En 1978, une première pierre avait été posée en Espagne en faveur de l’égalité entre tous les citoyens. Pourtant, pendant 30 ans, la principale communauté étrangère en Espagne, les marocains en avaient été exclus.
La vie publique et politique espagnole fût dirigée par le régime autoritaire et militariste du Général Franco (1935-1975). Après sa mort, c’est à la période dite de « transition démocratique » que la Constitution espagnole a été écrite, adoptée et validée par référendum en 1978. Et déjà, l’Espagne a mis dans sa Constitution le droit de vote des étrangers aux élections municipales sur la base de la réciprocité. Pour être plus précis, à l’article 13 de la Loi Fondamentale, il est dit que « seuls » les Espagnols seront titulaires des droits reconnus à l’article 23, exception faite, en vertu de critères de réciprocité, des dispositions que pourra établir un traité ou une loi concernant le droit de suffrage actif ou passif aux élections municipales ». Le droit de vote fait partie des « droits reconnus à l’article 23 » lequel précise que « les citoyens ont le droit de participer aux affaires publiques, directement ou par l’intermédiaire de représentants librement élus à des élections périodiques au suffrage
universel ». Enfin, la Constitution espagnole a eu une révision (consécutive au traité de Maastricht en 1992) ajoutant au droit de vote celui de pouvoir être élu à l’échelon municipal, et ce, uniquement pour les ressortissants des pays reconnaissant ces mêmes droits aux résidents espagnols (cf. Hervé Andrès, « Réciprocité et droit de vote des étrangers en Espagne et au Portugal », Pages Europe, 4 mars 2013 – La Documentation française).
Le Principe de réciprocité
Comme dit ci-dessus, le droit de vote des étrangers en Espagne n’est possible qu’à la seule condition de respect du principe de réciprocité avec les citoyens originaires d’un tiers pays. ,De plus, les conditions pour un citoyen dont son pays d’origine a conclu ses accords sont qu’ils doivent être titulaires d’une autorisation de résidence en règle ; être résident en Espagne de façon ininterrompue pendant les cinq années précédant leur demande d’inscription sur la liste électorale et voter dans la commune d’Espagne où ils ont leur résidence habituelle. Ce principe de réciprocité était assez restrictif car non seulement le gouvernement de droite conduit par José María Aznar puis la 1ère mandature du gouvernement de gauche de José Luis Rodríguez Zapatero (période marquée par les régularisations massives de travailleurs sans-papiers) ont été très hostile à reconnaître ce droit à tous les résidents étrangers.
Selon Hervé Andrès, l’Espagne exige non seulement que les États accordent le droit de vote aux Espagnols, mais également que cet accord repose sur un dispositif juridique contraignant (traité, convention, échanges de notes diplomatiques formalisant l’accord).

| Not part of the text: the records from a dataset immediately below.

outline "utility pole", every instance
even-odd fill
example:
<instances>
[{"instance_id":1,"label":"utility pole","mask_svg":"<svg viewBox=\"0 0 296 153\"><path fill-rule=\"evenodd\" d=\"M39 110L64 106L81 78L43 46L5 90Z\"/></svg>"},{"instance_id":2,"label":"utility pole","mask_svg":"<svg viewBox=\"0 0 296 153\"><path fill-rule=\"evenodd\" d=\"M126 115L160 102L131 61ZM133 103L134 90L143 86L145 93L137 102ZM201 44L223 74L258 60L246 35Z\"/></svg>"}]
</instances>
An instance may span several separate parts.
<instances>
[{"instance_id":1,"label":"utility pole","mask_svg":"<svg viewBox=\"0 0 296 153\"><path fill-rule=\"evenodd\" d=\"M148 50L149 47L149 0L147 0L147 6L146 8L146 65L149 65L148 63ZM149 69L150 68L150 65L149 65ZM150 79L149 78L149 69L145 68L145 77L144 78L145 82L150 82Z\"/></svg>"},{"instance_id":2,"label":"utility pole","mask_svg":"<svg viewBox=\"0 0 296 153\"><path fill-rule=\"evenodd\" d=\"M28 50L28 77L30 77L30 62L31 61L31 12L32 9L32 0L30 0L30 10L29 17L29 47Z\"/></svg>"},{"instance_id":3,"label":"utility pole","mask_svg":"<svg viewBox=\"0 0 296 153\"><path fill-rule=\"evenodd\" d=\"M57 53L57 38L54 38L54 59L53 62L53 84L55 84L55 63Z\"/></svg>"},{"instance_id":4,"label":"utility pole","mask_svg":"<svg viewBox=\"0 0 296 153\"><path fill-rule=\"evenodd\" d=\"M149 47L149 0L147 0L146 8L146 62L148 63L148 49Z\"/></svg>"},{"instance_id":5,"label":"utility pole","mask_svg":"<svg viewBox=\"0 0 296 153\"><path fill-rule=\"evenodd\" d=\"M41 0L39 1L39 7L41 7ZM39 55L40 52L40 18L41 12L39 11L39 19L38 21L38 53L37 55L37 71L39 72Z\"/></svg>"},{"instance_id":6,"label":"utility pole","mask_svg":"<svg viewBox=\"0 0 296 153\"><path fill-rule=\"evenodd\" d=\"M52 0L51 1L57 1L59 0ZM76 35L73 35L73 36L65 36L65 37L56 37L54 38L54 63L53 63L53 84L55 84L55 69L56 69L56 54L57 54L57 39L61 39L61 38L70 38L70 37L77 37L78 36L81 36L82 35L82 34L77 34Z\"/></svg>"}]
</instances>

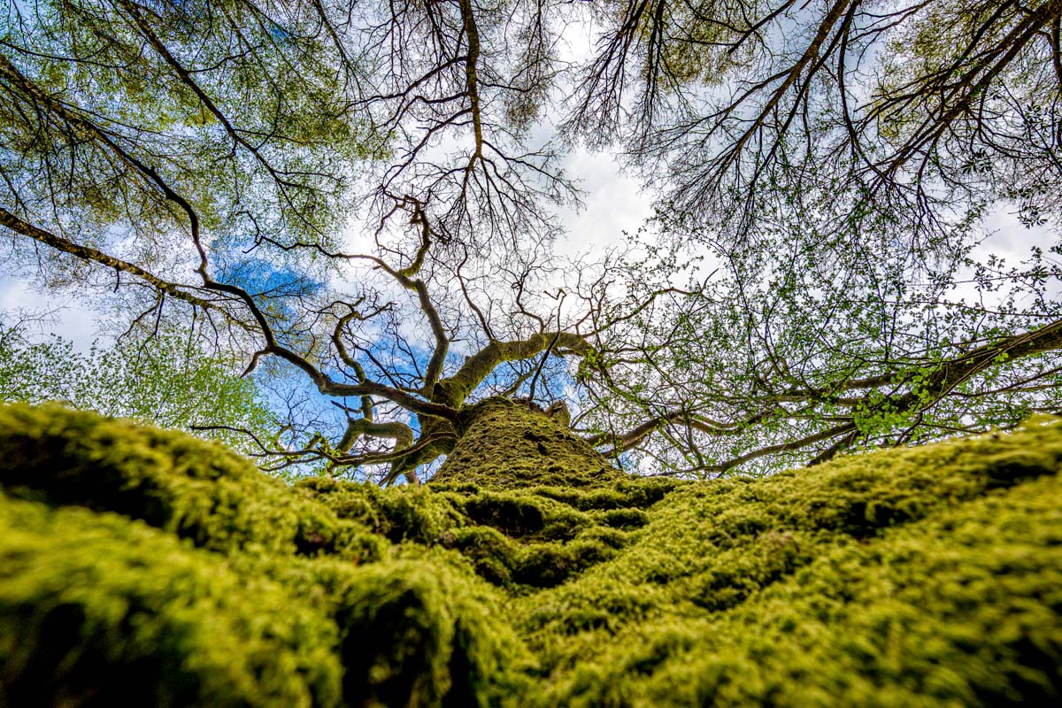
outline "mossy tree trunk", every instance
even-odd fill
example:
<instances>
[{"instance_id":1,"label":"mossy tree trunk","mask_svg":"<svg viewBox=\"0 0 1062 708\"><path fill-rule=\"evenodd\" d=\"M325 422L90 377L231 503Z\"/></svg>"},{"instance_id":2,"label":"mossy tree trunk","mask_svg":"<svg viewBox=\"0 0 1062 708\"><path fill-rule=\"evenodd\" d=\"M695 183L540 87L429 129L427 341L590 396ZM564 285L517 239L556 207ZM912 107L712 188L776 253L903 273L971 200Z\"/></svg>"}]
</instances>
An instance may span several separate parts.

Puis, dès 2008, José Luis Rodríguez Zapatero a mené une politique extérieure assez offensive avec un ambassadeur chargé de mettre en application les accords de réciprocité et d’aller en conquérir de nouveaux.
Faible taux de participation
C’est une avancée puisqu’un tiers des résidents étrangers disposent du droit de vote, s’ils remplissent les conditions de majorité et de résidence. Cependant, aux élections municipales de 2011, le taux d’inscription sur les listes,électorales spéciales a été très faible (de l’ordre de 14 % de l’électorat potentiel, selon certaines sources). Les électeurs extracommunautaires inscrits ont été environ 46 000, et donc dix fois moins nombreux que les électeurs citoyens de l’UE (cf. Institut national de la statistique sur les résultats aux municipales de 2011). Enfin, nous pouvons dire que l’Espagne peut aller plus loin car ces progrès accumulés dans le domaine de l’égalité sont acquis et irréversible. Ce pays nous montre, à nous Français, que l’évolution vers de nouveaux droits sans aucune conséquence négative sur la vie sociale et citoyenne d’un pays longtemps torturé par ses fantômes totalitaires est possible.